O caso mais gritante, segundo o MPF, é o da América Latina Logística (ALL), que abandonou o trecho entre Cajati/Santos, no estado de São Paulo. Segundo a empresa, ela segue as regras do contrato de concessão e aguarda licença do Instituto Brasileiro do Meio Ambiente e Recursos Naturais (Ibama) para definir de que forma fará a recuperação da via.

ANTT X ANTF

Bernardo Figueiredo, diretor-geral da ANTT, explicou em entrevista à revista O Empreiteiro, que a agência reguladora vai deliberar até julho sobre a nova resolução de concessões que deve colocar um fim na questão. Segundo ele, o problema apontado pelo TCU, e também pelo Banco Nacional de Desenvolvimento Econômico e Social (BNDES), refere-se à entrada de terceiros nas vias. “Esse entendimento, à luz dos contratos de concessão, vinha sendo interpretado de forma a não permitir o compartilhamento dos trilhos por terceiros, sem o consentimento da concessionária”.
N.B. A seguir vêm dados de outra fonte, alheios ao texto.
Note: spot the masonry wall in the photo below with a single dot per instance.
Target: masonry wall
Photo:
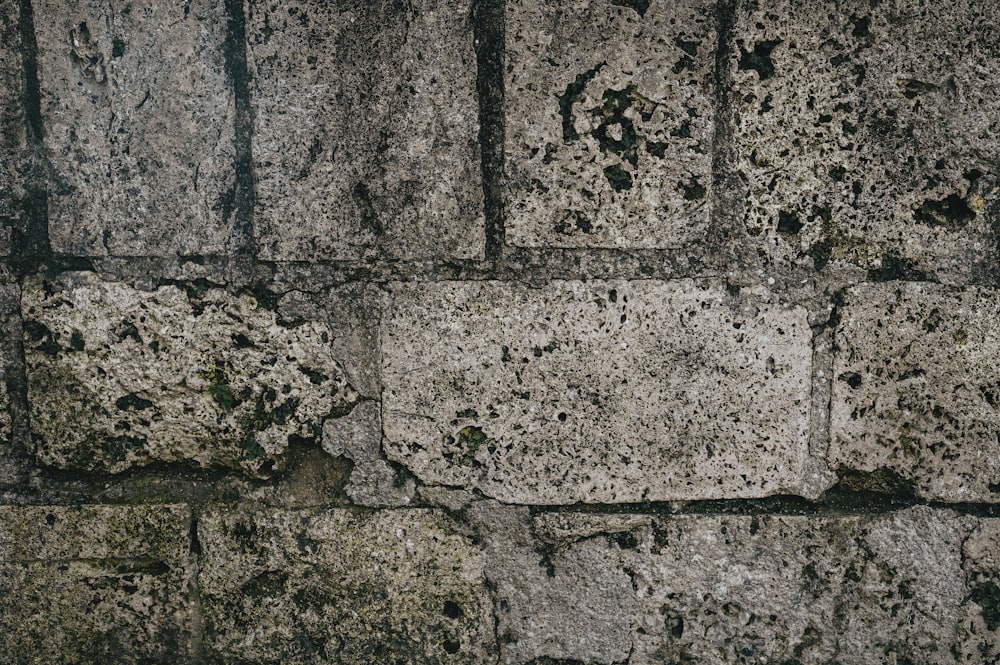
(608, 331)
Contudo, de acordo com Figueiredo, “a ANTT tem estudos para uma interpretação mais adequada à questão da exclusividade da concessionária quanto à exploração do serviço de transporte ferroviário”. E complementa: “Nesse sentido, foram realizadas consultas públicas para permitir que terceiros (como usuários e operadores de transporte intermodal) também possam utilizar as vias férreas administradas pelas concessionárias”.

Em outra frente, a ANTT também definiu que vai cobrar das concessionárias pelos danos provocados em razão do abandono das ferrovias, e obrigá-las a devolver os trechos que estão sem uso. Outra providência anunciada é a negociação de metas por trecho. Se algum ramal não tiver interesse para a concessionária, ela será obrigada a recuperá-lo para o tráfego de clientes e uso de terceiros.
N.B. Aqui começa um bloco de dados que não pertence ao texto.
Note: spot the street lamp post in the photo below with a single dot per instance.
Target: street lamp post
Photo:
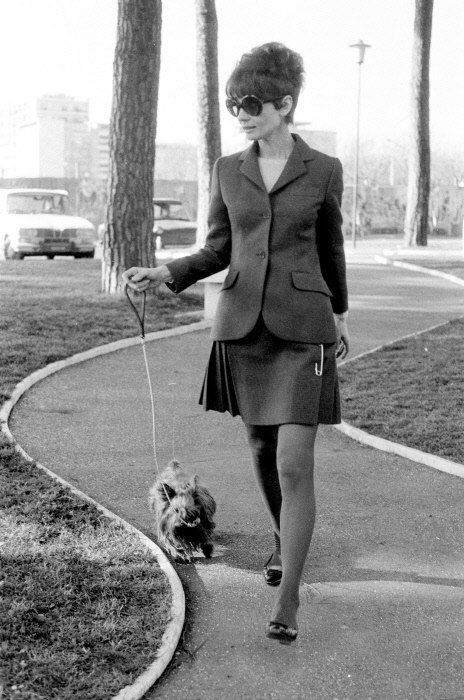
(361, 46)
A ANTT reconhece que 2/3 das ferrovias estão parcialmente ociosas — ou algo em torno de 5,5 mil km de ferrovias subutilizadas ou sem tráfego de cargas. Com isso, as operadoras terão prazo de 60 dias para adequá-las para o transporte de cargas, no mínimo nas mesmas condições em que estavam quando assinaram os contratos de concessão e arrendamento.

Mas a posição da agência reguladora não agradou às concessionárias. As empresas que controlam a logística de carga no Brasil estão se preparando para recorrer à Justiça contra a nova regulamentação. A Associação Nacional dos Transportadores Ferroviários (ANTF), que representa as empresas América Latina Logística (ALL), Ferrovia Centro-Atlântica (FCA), Ferrovia Tereza Cristina (FTC), MRS Logística, Transnordestina Logística e Vale, vem fazendo contatos com o governo federal para tentar impedir que novas companhias possam utilizar as vias férreas. Juntas, essas empresas operam 29 mil km de malha no País, mas segundo a Antt, apenas 10 mil km estão sendo efetivamente utilizada após a privatização. E o prejuízo fica com o Estado e a sociedade.

Em países de grandes dimensões como Estados Unidos, Canadá e Austrália, mais de 43% das cargas viajam de trem. Na Rússia, o índice chega a 81%. Na China, o transporte de cargas tem 37% de participação no mercado e no Brasil, ainda não passa de 25%, mesmo assim conquistados há menos de 15 anos, pois antes disso se resumia a apenas 17%.

Brasil precisa de 52 mil km de trilhos

O professor de Ferrovias da Escola Politécnica da USP, Telmo Giolito Porto, lembra que “o transporte de carga por ferrovia tem vocação: longa distância, grande volume e baixo valor específico. Para pequenos percursos, o ganho no custo do quilômetro rodado oferecido pela ferrovia é prejudicado pelo aumento de custo nos terminais (pátios). A distância econômica no transporte ferroviário é de cerca de 400 km e a carga típica são granéis”. Por isso, ele aponta a necessidade de melhor utilização da malha ferroviária.

Essa realidade mostra que no ritmo atual de crescimento, o Brasil precisa de 52 mil km de trilhos, quase o dobro dos atuais 29 mil km operados pelas concessionárias de transporte ferroviário. A boa notícia é que o governo federal voltou a investir na expansão da rede ferroviária e vários estados terão sua malha ampliada.